The Chief Information Security Officer (CISO) role is hotter than ever, in midsized to larger enterprises. You might be surprised by the names of some of the firms that are hiring a CISO for the very first time. Many of them, like Target and Neiman-Marcus, are doing so after suffering widely reported data breaches and resulting loss of revenue. Others are doing so as they see big brands lose market share and customer trust.
The way that these new CISOs are inserted into the organizational hierarchy, in some cases, is attracting scrutiny. Putting great responsibility into one high-powered position and finding an executive experienced in strategic security planning is all wasted, goes one school of thought, if that person’s effectiveness is constrained by reporting through a CIO, rather than directly to the CEO. CSOonline cites research in the 2014 Global State of Information Security Survey showing that when the CISO reported to the CIO, instead of the CEO, downtime and financial losses were both worse. The numbers from 2013 showed similar results.
Candidates for these positions, then, will want to research the hiring company’s organizational structure and ask for specifics about how the reporting structure for the new CISO was determined. Will direct access to the CEO be the norm? If not, what is the strategic thinking behind that decision? How will potential conflicts between efforts to maximize the company’s security stance and other mission-critical operations be handled?

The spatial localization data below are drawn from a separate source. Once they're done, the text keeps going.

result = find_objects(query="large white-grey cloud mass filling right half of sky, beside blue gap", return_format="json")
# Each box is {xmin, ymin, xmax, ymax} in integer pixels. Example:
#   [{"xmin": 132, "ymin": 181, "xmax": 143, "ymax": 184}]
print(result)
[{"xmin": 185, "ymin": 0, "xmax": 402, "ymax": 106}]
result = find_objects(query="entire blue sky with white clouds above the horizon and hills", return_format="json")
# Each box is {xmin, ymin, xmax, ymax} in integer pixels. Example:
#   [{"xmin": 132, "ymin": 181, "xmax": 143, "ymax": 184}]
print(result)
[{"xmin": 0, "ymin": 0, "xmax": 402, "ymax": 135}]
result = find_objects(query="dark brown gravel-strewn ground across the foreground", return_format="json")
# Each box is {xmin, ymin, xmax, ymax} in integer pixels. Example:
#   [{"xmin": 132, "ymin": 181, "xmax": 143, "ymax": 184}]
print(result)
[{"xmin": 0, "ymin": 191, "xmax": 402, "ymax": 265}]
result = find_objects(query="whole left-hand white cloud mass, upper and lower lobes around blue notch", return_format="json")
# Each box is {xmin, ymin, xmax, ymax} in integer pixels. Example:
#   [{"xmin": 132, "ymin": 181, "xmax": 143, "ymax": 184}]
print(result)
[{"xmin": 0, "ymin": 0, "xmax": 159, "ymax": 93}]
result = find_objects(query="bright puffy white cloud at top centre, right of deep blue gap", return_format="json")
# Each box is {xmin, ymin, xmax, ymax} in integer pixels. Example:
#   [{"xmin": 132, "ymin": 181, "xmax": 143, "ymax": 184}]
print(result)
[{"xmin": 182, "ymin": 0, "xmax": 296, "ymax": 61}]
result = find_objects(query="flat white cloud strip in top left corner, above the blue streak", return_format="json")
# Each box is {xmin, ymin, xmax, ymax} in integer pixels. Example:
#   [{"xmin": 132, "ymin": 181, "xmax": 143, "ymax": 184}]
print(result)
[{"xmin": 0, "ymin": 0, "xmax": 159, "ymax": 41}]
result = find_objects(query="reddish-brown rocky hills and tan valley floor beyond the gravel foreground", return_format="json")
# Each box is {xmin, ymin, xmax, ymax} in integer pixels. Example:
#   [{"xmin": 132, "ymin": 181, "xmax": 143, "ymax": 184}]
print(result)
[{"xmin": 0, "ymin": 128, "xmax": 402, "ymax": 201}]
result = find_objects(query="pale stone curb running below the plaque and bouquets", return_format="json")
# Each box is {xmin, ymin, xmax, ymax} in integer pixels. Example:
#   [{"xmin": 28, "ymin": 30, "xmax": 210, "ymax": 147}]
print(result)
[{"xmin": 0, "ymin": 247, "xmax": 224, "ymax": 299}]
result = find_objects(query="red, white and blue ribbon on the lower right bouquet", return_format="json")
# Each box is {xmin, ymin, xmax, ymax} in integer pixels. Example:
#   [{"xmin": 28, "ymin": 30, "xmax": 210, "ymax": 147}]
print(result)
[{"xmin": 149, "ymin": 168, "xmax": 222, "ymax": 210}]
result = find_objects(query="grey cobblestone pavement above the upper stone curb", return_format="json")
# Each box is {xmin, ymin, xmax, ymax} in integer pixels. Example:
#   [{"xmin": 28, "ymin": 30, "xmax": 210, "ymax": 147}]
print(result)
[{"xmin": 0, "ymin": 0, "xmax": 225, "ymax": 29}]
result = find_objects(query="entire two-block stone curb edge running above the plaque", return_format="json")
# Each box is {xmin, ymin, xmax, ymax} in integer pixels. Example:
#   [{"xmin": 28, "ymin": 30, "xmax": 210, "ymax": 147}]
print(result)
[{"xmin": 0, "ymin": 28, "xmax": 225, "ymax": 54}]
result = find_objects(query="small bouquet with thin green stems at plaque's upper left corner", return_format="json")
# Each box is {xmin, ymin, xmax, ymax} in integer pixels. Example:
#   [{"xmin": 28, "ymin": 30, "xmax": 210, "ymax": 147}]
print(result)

As well, the search for candidates who can demonstrate security expertise alongside strong general business skills will lead to questions about everything from staff management to boardroom behavior. Matt Comyns, global co-head of cybersecurity practice at executive search firm Russell Reynolds Associates, told The Wall Street Journal that when he assists in searching for a firm’s new CISO, “the biggest single issue is often cultural fit and executive presence. The expectation is that you might be a CISO, but I assume you will sound like my CFO, my CEO, my COO or my CMO.”
Executives from Heidrick & Struggles, a global executive search and leadership advisory firm, shared specifics on what companies think they need in a CISO and how they are evaluating candidates in a LeadershipTV video. Their internal research shows that information and data security are now in the top two concerns of corporate boards. Five years ago, the two topics were not in the top five concerns.

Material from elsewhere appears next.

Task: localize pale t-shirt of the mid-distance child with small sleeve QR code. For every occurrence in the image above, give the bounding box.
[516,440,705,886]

Paul Gibson, partner at Heidrick & Struggles, observes, “The biggest criteria is leadership, and that’s leadership with a capital ‘L.’ Communication, executive presence, influencing, behavior, particularly partnership behavior with the business."
David Boehmer, regional managing partner with Heidrick & Struggles, explains:
“So we look at the leaders of tomorrow in this space, they’re tech-savvy. They have relationships with agencies. They understand the cyber world. They understand legal. They understand privacy. They have the nuances of understanding technology in a regulated world and regulation within technology. There was an evolution really about two years ago that led much more to information risk manager. This is someone who thought more about the broader risk paradigm, that still probably came up the information side, the IT side of things, but had a bit more of that broader, horizontal view of risk."
So what skills are most desired? Said Gibson:
“You’ve got to be able conceptually to build a risk-based framework to tackle data privacy and data security. But you’ve then got to be able to execute against that and what we call operationalize that framework: build the right controls, put the right controls in place to protect the data that you’ve got and the data you’re going to have in the future.”
And where is the trend leading, from a recruiter’s viewpoint? Again, Gibson:
“As an organization, we’ve done twice as many chief information security officer searches in the last two years compared to the prior two years. But linked to that, we’re also seeing huge spikes in demand for operational risk leaders and leaders who can adequately set that conceptual framework and then drive operational excellence against it. Chief information security officer talent, chief risk officer talent, is continually in huge demand. We don’t see that trend dying off at all. In fact, we see it escalating and increasing, particularly in the areas of protecting data or linking information risk, information security to operational risk.”